J Chem Theory Comput. 2025 Jul 8;21(13):6367-6379. doi: 10.1021/acs.jctc.5c00365. Epub 2025 Jun 16.
Proteins traverse intricate conformational landscapes with transitions and long-lived states that hold the key to their biological function. However, unraveling these dynamics remains a formidable challenge. An emerging approach has been to train the conformational ensemble via deep Variational autoencoders (VAEs) in a bid to machine learn the underlying reduced-dimensional representation. However, training VAEs typically involves a fixed β value of 1, where β acts as the crucial weighing factor between the reconstruction and regularization terms. This static setup can often lead to posterior collapse, which significantly hinders the model's ability to capture complex protein dynamics accurately. To mitigate this issue, annealing the β parameter offers a potential alternative. However, this approach frequently falls short in fully addressing the problem, mainly due to the arbitrary choice of the upper bound of β and the annealing schedule. In this work, we propose a new approach for selecting the β parameter by utilizing the Fraction of variation explained (FVE) score to identify its optimal value. We demonstrate that training annealed VAEs at their optimum β in a single cycle consistently outperformed their nonannealed counterparts, as evident from their higher variational approach for Markov processes-2 and generalized matrix Rayleigh quotient scores and distinct free energy surface minima on both folded and intrinsically disordered proteins. The improved latent space representations significantly improve state space discretization, thereby refining Markov State Models and providing more accurate insights into conformational landscapes, as reflected in distinct contact maps. Together, this development provides a systematic approach to optimizing the balance between reconstruction and regularization aspects of VAEs that would augment the potential of annealed VAEs in resolving complex conformational landscapes.

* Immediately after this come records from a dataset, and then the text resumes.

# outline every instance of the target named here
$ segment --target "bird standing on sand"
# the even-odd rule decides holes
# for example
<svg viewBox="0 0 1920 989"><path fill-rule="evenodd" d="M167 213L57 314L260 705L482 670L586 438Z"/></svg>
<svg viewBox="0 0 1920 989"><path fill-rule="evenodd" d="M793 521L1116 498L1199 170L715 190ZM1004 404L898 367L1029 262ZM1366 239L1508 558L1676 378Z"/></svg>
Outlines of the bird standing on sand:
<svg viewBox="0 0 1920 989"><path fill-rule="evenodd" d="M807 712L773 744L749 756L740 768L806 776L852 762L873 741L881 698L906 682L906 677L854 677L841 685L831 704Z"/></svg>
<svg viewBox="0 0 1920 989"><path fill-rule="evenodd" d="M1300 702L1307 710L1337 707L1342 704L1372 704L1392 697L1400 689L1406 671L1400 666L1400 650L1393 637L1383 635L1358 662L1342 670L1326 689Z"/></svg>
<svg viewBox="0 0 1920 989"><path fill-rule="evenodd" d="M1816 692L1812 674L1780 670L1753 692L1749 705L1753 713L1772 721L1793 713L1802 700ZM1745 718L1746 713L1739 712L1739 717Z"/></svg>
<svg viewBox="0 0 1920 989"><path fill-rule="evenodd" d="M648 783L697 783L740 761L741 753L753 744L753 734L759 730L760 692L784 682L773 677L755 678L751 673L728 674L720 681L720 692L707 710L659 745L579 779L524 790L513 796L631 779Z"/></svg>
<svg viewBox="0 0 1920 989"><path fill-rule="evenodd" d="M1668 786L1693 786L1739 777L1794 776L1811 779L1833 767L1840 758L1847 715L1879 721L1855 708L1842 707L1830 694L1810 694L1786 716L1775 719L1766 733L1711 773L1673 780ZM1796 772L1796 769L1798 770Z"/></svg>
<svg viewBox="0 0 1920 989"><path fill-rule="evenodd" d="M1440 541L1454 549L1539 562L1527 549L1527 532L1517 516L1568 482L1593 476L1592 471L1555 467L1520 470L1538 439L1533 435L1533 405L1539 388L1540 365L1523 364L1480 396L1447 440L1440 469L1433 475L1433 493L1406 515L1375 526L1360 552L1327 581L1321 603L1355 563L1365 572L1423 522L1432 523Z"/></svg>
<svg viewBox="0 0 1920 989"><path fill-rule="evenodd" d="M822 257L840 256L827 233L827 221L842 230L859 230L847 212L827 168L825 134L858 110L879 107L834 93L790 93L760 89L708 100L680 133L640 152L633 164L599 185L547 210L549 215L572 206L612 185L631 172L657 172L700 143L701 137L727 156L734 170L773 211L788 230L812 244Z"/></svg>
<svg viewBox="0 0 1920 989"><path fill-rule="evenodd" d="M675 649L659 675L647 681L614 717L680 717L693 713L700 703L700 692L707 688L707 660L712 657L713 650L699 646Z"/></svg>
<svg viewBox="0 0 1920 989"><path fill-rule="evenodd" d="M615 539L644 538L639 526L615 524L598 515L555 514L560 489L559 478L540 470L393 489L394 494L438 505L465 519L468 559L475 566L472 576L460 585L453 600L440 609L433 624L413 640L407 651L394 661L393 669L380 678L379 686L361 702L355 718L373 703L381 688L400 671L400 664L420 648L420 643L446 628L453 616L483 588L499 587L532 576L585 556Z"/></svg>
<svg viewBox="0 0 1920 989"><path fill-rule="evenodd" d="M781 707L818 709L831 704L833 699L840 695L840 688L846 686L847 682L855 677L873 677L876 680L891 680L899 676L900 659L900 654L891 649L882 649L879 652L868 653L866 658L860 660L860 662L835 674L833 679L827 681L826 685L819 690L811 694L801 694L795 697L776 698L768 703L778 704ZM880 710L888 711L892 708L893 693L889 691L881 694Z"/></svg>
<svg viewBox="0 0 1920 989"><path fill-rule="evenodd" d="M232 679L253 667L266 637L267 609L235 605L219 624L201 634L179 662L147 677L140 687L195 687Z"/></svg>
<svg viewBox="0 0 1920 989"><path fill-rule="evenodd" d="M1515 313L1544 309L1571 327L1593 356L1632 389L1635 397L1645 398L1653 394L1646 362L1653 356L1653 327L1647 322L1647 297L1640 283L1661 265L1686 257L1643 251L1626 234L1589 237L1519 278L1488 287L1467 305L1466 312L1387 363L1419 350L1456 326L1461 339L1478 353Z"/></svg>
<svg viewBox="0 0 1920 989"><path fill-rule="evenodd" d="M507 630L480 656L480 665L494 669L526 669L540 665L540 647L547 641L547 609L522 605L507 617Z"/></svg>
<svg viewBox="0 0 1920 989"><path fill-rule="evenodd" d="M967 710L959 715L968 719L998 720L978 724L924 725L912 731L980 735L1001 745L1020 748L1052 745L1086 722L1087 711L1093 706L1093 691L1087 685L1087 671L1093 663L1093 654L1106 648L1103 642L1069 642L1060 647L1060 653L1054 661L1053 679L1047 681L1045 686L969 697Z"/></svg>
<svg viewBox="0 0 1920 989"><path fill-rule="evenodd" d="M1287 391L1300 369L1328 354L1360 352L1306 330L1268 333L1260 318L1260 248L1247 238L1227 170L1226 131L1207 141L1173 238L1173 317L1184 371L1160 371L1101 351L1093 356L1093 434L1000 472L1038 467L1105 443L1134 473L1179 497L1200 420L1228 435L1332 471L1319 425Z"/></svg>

蛋白质穿越复杂的构象景观,其转变和长寿命状态是其生物学功能的关键。然而,揭示这些动力学仍然是一项艰巨的挑战。一种新兴的方法是通过深度变分自编码器(VAE)训练构象集合,以期机器学习潜在的降维表示。然而,训练VAE通常涉及固定的β值为1,其中β作为重建项和正则化项之间的关键权衡因子。这种静态设置往往会导致后验坍缩,这显著阻碍了模型准确捕捉复杂蛋白质动力学的能力。为了缓解这个问题,对β参数进行退火提供了一种潜在的替代方法。然而,这种方法往往无法完全解决问题,主要是由于β上限和退火时间表的任意选择。在这项工作中,我们提出了一种通过利用解释变异分数(FVE)分数来选择β参数以确定其最优值的新方法。我们证明,在单个周期内以最优β训练退火VAE始终优于未退火的VAE,从它们更高的马尔可夫过程-2变分方法和广义矩阵瑞利商分数以及折叠和内在无序蛋白质上不同的自由能表面最小值可以明显看出。改进的潜在空间表示显著改善了状态空间离散化,从而完善了马尔可夫状态模型,并提供了对构象景观更准确的见解,这在不同的接触图中得到了体现。总之,这一进展提供了一种系统的方法来优化VAE重建和正则化方面之间的平衡,这将增强退火VAE在解决复杂构象景观方面的潜力。